Common dimensionality reduction algorithms include PCA and t-SNE.
PCA
PCA (Principal Component Analysis) is a linear algorithm that transforms high-dimensional data into low-dimensional data. It creates new low-dimensional features by finding the main directions of variation in the data.
Code:
from sklearn.decomposition import PCA
from sklearn.datasets import load_iris
import matplotlib.pyplot as plt
# 数据集
iris = load_iris()
X = iris.data
y = iris.target
# 可视化数据
plt.scatter(x[:0],x[:,1],c = y, s = 50)
plt.show()
# PCA分析,使用pca算法降维
pca = PCA(n_components=2)
X_pca = pca.fit_transform(X)
# 绘制结果
plt.scatter(X_pca[:, 0], X_pca[:, 1], c=y, s=50, cmap='viridis')
plt.show()
t-SNE
t-SNE (t-Distributed Stochastic Neighbor Embedding) is one of the most popular nonlinear dimensionality reduction algorithms. It is able to map high-dimensional data points to low-dimensional space and preserve the local structure between high-dimensional data points as much as possible.
Code:
from sklearn.datasets import load_digits
from sklearn.manifold import TSNE
import matplotlib.pyplot as plt
import seaborn as sns
# 数据集
digits = load_digits()
X = digits.data
y = digits.target
# t-SNE分析
tsne = TSNE(n_components=2, perplexity=30, verbose=2)

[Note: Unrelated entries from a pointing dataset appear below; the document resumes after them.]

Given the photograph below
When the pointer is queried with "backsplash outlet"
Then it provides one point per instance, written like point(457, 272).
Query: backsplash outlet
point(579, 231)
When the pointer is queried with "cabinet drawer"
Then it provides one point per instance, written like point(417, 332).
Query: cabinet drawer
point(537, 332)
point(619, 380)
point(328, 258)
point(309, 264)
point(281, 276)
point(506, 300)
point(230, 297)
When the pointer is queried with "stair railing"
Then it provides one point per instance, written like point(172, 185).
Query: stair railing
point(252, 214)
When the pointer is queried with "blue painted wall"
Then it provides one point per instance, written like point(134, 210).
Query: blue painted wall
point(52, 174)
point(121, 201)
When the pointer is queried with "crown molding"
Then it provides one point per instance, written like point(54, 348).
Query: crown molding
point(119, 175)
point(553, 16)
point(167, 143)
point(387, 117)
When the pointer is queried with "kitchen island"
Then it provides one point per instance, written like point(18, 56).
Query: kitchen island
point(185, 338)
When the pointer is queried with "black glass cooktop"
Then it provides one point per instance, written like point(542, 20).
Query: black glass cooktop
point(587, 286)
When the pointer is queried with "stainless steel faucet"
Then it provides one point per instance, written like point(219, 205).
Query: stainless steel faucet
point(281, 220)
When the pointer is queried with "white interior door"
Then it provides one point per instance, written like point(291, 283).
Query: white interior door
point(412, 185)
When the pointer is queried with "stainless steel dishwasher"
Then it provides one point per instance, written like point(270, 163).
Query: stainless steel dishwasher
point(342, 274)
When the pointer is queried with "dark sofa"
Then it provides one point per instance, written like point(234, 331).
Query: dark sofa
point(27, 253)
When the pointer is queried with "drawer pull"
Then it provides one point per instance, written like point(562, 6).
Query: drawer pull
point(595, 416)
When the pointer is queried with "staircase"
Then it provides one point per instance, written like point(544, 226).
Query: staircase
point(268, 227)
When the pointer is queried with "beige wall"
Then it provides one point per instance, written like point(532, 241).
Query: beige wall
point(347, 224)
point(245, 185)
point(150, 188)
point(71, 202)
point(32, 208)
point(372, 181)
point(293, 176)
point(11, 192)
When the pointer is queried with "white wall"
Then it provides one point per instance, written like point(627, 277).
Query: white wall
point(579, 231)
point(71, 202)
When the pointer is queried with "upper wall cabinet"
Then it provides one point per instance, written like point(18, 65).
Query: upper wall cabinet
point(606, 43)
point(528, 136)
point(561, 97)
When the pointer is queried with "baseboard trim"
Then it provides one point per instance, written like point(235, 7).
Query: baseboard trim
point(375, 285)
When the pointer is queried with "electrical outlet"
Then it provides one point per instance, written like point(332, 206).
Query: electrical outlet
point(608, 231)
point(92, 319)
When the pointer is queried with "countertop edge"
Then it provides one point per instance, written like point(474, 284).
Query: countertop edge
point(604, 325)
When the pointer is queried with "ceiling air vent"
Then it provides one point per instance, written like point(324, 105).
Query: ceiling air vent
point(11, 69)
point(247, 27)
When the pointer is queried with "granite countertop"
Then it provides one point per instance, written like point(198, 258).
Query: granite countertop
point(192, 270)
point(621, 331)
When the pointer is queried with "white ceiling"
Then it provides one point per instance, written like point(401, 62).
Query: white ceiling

X_tsne = tsne.fit_transform(X)
# 绘制结果
plt.figure(figsize=(10, 10))
sns.scatterplot(X_tsne[:, 0], X_tsne[:, 1], hue=y, legend='full', palette='Spectral')
plt.title('t-SNE')
plt.show()
Other Unsupervised Learning Techniques
Besides clustering and dimensionality reduction algorithms, there are many other unsupervised learning techniques such as anomaly detection, association rules, deep learning autoencoders, etc. Their application scenarios are different, and the appropriate technology can be selected according to the needs.
in conclusion
This tutorial covers the most common clustering and dimensionality reduction algorithms in unsupervised learning, as well as some other unsupervised learning techniques. I believe that readers have a deeper understanding of unsupervised learning and can apply it to practical problems.